Ils veulent faire de Nautimus, qui sera basée en Ecosse, la première société d’ingénierie au monde dédiée à l’énergie houlomotrice (des vagues) et marémotrice (des marées), pour aider les développeurs à installer des parcs en mer. Nautimus répondra aux besoins en ingénierie, en approvisionnement, et pourrait même construire des projets clés en main pour le compte des compagnies d’énergie.
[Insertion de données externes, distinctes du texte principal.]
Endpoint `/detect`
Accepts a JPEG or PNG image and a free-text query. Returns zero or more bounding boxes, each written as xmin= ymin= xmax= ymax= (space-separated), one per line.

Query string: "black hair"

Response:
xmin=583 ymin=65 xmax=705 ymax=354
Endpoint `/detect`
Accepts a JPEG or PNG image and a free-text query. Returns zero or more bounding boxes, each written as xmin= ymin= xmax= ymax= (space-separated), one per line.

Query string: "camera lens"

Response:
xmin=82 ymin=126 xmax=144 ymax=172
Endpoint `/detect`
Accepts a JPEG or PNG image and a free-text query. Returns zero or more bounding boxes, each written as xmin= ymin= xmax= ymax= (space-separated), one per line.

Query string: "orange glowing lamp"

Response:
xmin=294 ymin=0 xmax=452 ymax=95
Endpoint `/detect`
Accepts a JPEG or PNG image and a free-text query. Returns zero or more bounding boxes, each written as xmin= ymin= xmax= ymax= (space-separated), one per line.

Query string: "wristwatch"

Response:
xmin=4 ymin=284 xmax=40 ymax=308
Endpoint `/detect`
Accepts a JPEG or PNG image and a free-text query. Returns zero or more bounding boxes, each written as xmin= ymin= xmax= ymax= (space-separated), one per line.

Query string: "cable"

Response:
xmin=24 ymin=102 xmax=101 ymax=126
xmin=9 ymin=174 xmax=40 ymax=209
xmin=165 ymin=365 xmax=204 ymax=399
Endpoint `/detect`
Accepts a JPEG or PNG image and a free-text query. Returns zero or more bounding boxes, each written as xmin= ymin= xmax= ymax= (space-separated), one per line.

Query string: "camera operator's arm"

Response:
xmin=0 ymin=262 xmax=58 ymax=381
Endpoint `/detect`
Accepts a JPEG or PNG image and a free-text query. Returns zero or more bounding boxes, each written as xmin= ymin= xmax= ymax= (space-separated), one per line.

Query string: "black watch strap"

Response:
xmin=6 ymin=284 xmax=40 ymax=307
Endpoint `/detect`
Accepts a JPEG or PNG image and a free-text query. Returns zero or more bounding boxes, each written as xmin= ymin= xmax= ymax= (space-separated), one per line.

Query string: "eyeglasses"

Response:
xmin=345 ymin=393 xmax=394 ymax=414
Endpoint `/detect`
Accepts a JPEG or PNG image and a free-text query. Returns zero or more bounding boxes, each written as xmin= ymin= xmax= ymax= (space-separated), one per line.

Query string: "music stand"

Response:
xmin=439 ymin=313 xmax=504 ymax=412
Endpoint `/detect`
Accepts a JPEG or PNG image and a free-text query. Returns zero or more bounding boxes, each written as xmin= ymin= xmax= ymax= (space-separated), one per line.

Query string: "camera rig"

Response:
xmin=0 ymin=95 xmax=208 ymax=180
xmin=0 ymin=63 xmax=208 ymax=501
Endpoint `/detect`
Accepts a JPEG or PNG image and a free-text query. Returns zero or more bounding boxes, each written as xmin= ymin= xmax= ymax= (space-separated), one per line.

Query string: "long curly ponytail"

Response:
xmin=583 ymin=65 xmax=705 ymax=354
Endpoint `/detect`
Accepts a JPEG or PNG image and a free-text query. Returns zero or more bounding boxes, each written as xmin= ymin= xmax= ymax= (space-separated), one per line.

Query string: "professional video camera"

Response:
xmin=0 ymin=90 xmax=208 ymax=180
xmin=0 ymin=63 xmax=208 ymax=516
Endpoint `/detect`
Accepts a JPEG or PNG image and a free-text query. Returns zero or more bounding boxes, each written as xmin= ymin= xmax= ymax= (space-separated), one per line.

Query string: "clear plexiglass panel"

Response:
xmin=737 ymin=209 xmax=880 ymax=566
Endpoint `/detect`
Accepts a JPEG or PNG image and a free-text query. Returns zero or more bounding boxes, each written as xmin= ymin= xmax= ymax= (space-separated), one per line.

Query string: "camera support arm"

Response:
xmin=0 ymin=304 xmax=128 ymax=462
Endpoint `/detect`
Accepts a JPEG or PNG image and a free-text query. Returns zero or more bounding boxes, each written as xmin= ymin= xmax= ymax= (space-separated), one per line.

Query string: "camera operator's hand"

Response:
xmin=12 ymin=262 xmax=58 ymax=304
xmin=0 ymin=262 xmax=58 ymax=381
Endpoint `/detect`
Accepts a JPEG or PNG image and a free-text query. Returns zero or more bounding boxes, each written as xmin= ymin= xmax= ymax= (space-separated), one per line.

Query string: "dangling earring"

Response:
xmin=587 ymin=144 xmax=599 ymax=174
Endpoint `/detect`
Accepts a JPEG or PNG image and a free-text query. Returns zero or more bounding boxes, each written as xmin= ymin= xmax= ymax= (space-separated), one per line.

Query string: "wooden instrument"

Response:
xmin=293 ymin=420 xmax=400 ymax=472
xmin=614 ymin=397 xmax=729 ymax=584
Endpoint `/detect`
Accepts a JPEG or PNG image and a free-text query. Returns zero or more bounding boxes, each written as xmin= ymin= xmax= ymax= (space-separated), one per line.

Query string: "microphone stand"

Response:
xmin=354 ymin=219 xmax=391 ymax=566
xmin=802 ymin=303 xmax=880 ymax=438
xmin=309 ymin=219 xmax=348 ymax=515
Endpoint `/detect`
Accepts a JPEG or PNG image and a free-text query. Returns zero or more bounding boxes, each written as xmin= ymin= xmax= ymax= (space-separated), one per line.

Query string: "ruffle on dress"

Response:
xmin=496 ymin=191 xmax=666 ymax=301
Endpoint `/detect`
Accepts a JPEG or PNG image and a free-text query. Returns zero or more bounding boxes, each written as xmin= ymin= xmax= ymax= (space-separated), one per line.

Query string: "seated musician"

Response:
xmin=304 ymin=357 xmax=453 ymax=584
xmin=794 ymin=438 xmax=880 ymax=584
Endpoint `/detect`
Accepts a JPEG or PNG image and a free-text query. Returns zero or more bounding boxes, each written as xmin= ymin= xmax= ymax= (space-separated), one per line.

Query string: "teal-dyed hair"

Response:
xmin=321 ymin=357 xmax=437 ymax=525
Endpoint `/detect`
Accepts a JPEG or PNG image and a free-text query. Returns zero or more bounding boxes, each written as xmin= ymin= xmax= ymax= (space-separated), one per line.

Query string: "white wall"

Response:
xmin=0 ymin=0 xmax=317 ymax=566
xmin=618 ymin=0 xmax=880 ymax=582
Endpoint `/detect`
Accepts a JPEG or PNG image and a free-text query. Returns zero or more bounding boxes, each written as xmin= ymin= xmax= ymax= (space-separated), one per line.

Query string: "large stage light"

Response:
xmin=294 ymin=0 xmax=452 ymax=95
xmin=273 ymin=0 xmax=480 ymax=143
Bataille navale en préparation

Lorsque ce marché — qui n’existe pas encore — émergera, Nautimus pourrait concurrencer les européens intéressés par les EnR. Notamment Iberdrola, qui avait annoncé en janvier 2010 prendre la tête du projet Ocean Lider, doté d’un budget de 30 millions d’euros sur 3 ans. Son compatriote, Acciona Energy est à la tête du projet de R&D Marina Platform (Marine Renewable Integrated Application Platform), réunissant le danois Dong Energy, le norvégien Statoil, le français Technip, l’italien Progeco, le hollandais Corrosion & Water Control et Bureau Veritas Nederland, et le belge 1-Tech, pour un budget de 12,8 millions d’euros. Coté français, Alstom va aussi développer une ferme de 200 MW au large de l’Ecosse, avec le groupe SSE Renewables (filiale verte de l’énergéticien Scottish Southern Energy).

L’énergie marine pourrait représenter 26 000 emplois directs pour un investissement d’environ 8,5 milliards d’euros dans 10 ans, selon l’European Ocean Energy. Mais elle n’est pour l’instant qu’au stade des prototypes, lancés surtout par plusieurs dizaines de jeunes sociétés qui testent les machines les plus diverses. Selon Ernst & Young, le lancement des hydroliennes sur le marché est imminent et le déploiement commercial pourrait s’engager d’ici à 2015, avec l’appui de grands industriels. Alstom teste une hydrolienne de 20 mètres de haut utilisant la technologie canadienne de Beluga, Siemens va déployer la turbine de 1,2 MW du britannique MCT (la SeaGen), tandis qu’EDF a mis à l’eau une machine de 0,5 MW développée par le coupe franco-irlandais DCNS-OpenHydro.

10 MW aux Shetlands en 2016

Nautimus travaillera en collaboration avec les développeurs de technologies comme Pelamis Wave Power (PWP) et Vattenfall notamment sur leur chantier commun, Aegir, de 10 MW au large des Iles Shetland à installer d’ici 2016. En mars 2012, le suédois, qui développe de très nombreux parcs éoliens offshore mais mise aussi sur les vagues, a annoncé qu’il commençait les tests d’une nouvelle machine au Centre des énergies marines d’Orkney (Emec), au large de l’Ecosse.

Une technologie en croissance pour Javier Camacho, directeur général de la branche énergies marines d’Abengoa. « Dans le solaire à concentration (ou aussi solaire thermique, qui utilise des miroirs, ndlr), nous sommes passés des prototypes à de vastes projets de 1,5 GW en moins de 10 ans. Nous pensons que l’énergie marine peut rencontrer le même succès, d’où notre participation à Nautimus. Si l’énergie marine renouvelable devient une réalité commerciale, il n’y a pas de temps à perdre » explique le directeur dans un communiqué.